Lexus macht Ernst im Elektro-Segment. Während die japanische Edelmarke bei reinen Stromern bisher eher verhalten agierte, klotzt sie nun so richtig ran. Das Resultat hört auf den Namen TZ und ist ein imposantes Luxus-SUV, das ab 2027 auch auf unseren Straßen für Aufsehen sorgen wird. Wer Platz, Prestige und flüsterleisen Vortrieb sucht, bekommt hier ein überaus spannendes Paket geliefert.

Ein rollendes Wohnzimmer

Die Entwickler haben beim TZ konsequent das Konzept einer modernen Wohlfühloase verfolgt. Das bedeutet: Im Innenraum geht es weniger um puristische Sportlichkeit, sondern um maximalen Luxus für alle Passagiere.

Dank einer enormen Fahrzeuglänge von 5,10 Metern und einem Radstand von über drei Metern finden im Fahrzeug drei Sitzreihen mit insgesamt sechs komfortablen Einzelsitzen Platz. Das bedeutet First-Class-Feeling auf jedem Platz – selbst ganz hinten. Ein riesiges Panoramadach sorgt dabei für ein lichtdurchflutetes Raumgefühl. Luxuriöse Details wie Zierblenden aus geschmiedetem Bambus und recyceltem Aluminium runden das elegante Ambiente gekonnt ab.

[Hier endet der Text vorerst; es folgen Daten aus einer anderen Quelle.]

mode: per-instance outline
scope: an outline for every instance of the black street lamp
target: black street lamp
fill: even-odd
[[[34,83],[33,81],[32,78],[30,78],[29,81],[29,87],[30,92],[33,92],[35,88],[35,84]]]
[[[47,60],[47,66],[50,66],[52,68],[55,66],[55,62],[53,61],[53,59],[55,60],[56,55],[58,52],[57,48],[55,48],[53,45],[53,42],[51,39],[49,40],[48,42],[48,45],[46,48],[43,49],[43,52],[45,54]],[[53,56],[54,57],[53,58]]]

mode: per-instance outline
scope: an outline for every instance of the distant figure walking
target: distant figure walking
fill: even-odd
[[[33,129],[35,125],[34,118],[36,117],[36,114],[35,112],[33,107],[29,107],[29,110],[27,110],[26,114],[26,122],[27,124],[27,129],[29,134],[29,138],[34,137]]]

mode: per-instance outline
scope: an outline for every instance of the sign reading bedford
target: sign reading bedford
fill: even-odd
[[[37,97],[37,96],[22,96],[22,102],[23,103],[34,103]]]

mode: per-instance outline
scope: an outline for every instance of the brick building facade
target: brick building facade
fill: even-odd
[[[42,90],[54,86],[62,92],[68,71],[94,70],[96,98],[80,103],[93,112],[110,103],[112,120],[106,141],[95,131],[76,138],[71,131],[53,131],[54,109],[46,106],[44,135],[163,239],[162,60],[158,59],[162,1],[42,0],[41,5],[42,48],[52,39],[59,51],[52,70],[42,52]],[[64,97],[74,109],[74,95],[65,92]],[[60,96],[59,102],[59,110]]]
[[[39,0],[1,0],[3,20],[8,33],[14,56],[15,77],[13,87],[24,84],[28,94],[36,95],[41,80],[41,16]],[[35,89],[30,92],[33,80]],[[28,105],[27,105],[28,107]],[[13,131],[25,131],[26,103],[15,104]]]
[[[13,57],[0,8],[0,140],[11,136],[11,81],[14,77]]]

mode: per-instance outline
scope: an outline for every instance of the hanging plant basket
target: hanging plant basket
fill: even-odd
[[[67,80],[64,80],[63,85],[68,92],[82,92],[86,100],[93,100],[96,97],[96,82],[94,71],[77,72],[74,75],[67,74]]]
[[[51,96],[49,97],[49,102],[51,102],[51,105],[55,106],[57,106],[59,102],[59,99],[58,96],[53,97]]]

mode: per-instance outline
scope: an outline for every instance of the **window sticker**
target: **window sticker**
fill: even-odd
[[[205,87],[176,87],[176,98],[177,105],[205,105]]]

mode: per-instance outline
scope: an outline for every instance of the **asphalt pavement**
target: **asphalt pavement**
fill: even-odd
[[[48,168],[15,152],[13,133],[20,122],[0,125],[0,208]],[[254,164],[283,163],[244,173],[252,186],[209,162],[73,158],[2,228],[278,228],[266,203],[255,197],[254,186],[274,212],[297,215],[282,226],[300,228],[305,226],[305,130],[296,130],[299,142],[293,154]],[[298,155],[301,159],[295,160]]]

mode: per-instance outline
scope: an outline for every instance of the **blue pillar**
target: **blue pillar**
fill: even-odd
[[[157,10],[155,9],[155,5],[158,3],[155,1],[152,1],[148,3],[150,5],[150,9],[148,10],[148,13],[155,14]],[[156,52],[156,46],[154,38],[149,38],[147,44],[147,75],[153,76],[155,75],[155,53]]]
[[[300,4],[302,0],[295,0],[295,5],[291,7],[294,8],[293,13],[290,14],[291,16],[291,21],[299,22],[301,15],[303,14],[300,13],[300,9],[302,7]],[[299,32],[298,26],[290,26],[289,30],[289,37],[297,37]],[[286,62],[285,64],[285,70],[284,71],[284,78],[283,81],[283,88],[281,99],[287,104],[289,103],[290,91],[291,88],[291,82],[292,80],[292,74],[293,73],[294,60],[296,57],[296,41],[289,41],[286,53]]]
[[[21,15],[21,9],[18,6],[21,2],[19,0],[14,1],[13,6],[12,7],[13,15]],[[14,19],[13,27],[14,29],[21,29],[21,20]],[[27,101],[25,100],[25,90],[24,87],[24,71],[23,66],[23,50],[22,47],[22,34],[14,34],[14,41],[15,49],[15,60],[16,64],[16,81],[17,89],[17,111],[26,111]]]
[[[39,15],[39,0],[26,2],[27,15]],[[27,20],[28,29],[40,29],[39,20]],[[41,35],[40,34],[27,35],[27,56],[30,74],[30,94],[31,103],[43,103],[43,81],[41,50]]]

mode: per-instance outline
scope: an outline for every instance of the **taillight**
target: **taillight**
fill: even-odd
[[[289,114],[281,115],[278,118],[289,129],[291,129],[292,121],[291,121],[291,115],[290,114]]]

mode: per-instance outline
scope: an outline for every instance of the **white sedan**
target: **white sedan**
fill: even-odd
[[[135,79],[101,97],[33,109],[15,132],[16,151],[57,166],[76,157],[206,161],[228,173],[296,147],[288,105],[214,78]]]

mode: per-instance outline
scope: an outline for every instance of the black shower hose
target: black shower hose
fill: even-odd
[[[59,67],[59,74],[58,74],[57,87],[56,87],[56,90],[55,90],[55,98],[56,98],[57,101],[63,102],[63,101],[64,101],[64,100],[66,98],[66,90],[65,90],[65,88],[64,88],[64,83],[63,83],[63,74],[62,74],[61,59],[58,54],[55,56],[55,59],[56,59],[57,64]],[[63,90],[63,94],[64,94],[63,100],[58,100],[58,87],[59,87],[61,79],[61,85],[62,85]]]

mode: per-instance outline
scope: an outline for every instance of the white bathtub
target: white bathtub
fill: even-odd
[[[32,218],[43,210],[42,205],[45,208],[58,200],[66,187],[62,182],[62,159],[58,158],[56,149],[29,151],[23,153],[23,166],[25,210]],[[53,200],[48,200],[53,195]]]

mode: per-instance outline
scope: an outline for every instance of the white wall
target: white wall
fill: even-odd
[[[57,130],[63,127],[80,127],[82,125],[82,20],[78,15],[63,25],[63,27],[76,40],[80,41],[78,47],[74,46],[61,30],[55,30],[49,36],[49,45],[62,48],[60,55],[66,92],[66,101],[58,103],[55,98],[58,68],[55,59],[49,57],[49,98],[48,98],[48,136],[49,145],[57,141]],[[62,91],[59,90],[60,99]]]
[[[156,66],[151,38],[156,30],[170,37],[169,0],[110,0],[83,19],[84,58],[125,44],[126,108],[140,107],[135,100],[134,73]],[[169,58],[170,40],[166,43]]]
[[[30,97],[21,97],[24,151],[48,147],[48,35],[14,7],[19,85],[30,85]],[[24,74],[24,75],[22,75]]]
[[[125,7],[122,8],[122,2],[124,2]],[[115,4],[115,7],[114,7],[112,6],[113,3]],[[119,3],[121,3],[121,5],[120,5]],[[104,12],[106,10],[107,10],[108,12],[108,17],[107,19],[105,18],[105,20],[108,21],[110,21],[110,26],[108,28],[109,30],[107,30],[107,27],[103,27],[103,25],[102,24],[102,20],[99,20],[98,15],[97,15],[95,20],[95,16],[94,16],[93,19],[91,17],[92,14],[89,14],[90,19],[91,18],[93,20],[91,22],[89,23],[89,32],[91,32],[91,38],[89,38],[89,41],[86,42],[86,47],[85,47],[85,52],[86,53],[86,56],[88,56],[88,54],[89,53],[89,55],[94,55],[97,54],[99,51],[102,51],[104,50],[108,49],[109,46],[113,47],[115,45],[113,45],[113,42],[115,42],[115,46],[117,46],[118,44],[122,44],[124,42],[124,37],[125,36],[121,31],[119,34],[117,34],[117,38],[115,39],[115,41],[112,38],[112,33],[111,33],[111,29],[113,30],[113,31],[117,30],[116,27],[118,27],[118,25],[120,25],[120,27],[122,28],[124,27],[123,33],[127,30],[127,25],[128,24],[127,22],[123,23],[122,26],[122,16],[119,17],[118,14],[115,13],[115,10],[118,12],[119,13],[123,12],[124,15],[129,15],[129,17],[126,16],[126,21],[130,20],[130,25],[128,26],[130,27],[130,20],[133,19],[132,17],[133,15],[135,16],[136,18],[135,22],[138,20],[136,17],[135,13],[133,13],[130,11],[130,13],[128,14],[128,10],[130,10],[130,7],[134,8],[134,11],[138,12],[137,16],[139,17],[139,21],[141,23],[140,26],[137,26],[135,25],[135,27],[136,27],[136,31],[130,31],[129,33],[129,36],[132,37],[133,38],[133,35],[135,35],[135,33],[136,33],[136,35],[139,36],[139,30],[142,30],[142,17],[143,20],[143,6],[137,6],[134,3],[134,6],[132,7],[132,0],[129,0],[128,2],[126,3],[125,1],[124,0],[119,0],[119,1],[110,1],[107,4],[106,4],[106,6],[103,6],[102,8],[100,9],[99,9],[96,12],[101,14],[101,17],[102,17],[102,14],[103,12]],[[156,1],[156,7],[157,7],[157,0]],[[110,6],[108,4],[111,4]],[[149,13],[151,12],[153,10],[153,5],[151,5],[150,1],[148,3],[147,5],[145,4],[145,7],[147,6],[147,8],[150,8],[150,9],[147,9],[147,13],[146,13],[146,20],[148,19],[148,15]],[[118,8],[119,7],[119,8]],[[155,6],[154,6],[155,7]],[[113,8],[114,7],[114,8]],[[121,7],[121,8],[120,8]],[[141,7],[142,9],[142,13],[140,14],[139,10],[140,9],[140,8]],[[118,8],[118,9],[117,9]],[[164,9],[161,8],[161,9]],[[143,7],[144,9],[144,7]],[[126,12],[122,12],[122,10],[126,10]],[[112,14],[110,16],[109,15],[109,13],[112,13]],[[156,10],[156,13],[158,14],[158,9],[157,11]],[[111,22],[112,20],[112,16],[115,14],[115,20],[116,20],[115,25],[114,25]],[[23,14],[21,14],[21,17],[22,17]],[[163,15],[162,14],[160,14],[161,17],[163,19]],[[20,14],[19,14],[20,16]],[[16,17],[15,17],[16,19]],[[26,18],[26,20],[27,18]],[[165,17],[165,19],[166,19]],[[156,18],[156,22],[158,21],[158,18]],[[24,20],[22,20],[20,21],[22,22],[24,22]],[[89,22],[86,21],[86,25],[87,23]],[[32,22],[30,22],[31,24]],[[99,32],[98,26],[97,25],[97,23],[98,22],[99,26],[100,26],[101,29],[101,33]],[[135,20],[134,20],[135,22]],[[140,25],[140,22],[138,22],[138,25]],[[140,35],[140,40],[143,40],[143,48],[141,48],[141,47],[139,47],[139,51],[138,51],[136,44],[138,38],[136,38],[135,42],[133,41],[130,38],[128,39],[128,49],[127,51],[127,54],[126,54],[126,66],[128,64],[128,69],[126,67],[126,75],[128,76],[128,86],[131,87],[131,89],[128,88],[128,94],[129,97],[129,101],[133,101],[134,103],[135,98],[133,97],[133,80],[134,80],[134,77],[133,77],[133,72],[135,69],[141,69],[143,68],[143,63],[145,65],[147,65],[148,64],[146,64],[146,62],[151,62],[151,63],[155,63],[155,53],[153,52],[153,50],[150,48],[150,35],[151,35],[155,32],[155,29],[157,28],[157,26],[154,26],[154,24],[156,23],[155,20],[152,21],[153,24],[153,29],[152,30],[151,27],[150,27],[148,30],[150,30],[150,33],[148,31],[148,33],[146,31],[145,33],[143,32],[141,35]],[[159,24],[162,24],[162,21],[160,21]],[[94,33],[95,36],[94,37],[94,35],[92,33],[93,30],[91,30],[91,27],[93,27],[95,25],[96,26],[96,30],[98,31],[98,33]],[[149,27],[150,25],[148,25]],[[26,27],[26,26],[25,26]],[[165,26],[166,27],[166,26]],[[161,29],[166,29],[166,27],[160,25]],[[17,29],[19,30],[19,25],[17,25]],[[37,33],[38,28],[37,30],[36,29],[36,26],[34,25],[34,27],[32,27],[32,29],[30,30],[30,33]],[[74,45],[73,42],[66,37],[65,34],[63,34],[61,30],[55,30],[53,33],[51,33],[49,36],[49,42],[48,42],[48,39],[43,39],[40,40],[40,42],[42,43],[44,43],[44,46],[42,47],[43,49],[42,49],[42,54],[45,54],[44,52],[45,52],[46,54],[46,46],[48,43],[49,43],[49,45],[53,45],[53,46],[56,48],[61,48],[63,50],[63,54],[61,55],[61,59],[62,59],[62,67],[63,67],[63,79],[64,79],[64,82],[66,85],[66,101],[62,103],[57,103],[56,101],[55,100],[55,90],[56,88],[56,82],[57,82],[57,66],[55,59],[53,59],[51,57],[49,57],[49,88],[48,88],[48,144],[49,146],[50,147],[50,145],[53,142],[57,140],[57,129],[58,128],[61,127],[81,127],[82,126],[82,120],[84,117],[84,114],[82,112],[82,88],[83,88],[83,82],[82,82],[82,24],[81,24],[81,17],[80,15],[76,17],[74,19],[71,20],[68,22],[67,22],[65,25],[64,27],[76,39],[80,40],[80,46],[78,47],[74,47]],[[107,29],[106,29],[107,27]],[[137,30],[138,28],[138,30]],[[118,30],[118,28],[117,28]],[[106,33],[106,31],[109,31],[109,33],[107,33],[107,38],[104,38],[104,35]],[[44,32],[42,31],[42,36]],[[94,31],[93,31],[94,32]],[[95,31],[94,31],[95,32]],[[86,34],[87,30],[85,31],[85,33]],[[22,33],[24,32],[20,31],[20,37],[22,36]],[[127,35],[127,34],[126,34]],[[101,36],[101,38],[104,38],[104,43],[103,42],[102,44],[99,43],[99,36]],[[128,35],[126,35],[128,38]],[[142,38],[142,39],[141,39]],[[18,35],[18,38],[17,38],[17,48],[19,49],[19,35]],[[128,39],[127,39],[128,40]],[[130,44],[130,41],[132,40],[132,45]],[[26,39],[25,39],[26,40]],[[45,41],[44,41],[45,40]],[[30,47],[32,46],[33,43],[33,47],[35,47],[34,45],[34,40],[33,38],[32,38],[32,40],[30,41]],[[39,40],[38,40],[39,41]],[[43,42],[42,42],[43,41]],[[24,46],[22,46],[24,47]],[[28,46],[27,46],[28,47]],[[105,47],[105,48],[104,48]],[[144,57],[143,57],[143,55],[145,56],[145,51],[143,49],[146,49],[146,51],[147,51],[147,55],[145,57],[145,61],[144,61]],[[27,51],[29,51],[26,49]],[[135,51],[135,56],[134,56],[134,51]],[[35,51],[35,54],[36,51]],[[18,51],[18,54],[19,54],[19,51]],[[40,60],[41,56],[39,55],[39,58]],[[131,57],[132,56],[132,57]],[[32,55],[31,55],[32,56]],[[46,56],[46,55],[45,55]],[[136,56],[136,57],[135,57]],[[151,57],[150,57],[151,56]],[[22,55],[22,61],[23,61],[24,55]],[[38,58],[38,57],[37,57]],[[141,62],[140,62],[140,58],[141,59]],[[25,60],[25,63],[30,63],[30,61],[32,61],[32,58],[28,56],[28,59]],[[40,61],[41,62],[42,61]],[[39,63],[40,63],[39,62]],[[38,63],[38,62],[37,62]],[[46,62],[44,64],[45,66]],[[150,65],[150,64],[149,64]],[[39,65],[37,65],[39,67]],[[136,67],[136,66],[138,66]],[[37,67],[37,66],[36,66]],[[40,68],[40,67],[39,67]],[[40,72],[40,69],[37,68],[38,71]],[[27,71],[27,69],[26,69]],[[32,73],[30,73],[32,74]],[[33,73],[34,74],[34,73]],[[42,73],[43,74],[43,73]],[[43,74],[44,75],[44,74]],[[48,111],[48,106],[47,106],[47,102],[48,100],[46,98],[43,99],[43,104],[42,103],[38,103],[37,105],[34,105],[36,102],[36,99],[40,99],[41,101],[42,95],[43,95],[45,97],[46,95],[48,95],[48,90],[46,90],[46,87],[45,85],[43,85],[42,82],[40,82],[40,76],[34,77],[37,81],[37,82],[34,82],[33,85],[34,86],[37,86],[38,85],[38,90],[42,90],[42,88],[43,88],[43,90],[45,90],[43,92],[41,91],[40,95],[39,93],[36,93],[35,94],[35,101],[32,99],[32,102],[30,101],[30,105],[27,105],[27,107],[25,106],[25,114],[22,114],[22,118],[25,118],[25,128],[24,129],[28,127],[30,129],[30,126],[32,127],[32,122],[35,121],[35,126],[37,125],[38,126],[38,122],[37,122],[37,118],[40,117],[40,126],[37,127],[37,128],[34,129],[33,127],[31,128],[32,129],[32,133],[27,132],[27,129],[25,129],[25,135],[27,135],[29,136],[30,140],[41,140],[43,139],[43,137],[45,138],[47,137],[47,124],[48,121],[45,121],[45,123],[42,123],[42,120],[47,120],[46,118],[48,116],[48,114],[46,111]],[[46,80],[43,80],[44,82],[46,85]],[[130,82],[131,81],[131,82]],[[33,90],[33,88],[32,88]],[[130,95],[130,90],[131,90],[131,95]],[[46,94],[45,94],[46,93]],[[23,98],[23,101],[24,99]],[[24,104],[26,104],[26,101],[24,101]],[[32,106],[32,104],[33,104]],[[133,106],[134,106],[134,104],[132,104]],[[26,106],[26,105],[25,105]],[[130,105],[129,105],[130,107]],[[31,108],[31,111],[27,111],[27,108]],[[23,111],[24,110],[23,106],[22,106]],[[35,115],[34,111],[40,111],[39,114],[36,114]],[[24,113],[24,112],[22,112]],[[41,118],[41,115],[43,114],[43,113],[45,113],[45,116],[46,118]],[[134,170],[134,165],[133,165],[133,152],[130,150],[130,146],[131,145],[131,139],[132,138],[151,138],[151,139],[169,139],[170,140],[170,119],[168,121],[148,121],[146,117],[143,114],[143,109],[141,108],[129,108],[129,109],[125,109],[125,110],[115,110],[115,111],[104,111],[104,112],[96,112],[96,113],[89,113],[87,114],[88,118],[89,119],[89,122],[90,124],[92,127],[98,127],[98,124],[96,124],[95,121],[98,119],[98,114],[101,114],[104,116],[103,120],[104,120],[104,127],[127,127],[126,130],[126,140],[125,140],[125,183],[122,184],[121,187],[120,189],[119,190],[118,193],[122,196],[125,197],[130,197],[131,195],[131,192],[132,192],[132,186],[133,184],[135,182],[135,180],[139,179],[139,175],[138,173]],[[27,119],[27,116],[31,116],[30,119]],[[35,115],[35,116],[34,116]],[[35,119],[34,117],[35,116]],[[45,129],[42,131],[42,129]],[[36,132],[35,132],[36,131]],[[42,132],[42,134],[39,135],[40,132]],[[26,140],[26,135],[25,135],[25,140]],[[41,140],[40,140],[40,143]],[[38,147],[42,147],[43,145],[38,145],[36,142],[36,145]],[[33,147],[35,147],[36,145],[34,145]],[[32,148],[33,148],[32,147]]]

  • Großzügiges Platzangebot: Das Kofferabteil schluckt maximal über 2.000 Liter Gepäck, wenn die hinteren Sitze umgeklappt sind.
  • Cleveres Fahrwerk: Eine mitlenkende Hinterachse und spezielle Dämpfer minimieren lästige Wankbewegungen, was besonders den Passagieren im Fond zugutekommt.

Zwei Batteriegrößen, satter Vortrieb

Damit der bullige Koloss souverän vom Fleck kommt, setzt man auf einen ausgeklügelten Allradantrieb mit je einem kräftigen Elektromotor an Vorder- und Hinterachse.

"Der Fokus liegt auf völlig entspanntem Fahren, gepaart mit einer atemberaubenden Stille im Innenraum, die den Alltagsstress vergessen lässt."

Kunden haben die Wahl zwischen verschiedenen Leistungsstufen. Das Allrad-Topmodell bringt eine Systemleistung von gut 408 PS (300 kW) auf die Straße und sprintet in beachtlichen 5,2 Sekunden auf Tempo 100. Den Strom dafür liefert ein gewaltiges Batteriepaket mit beinahe 96 kWh Kapazität, das realistische Reichweiten von bis zu 540 Kilometern nach WLTP-Standard ermöglichen soll. Wer es etwas gemütlicher angehen lassen möchte, greift zur Basisvariante mit kleinerem 77-kWh-Akku und 313 PS.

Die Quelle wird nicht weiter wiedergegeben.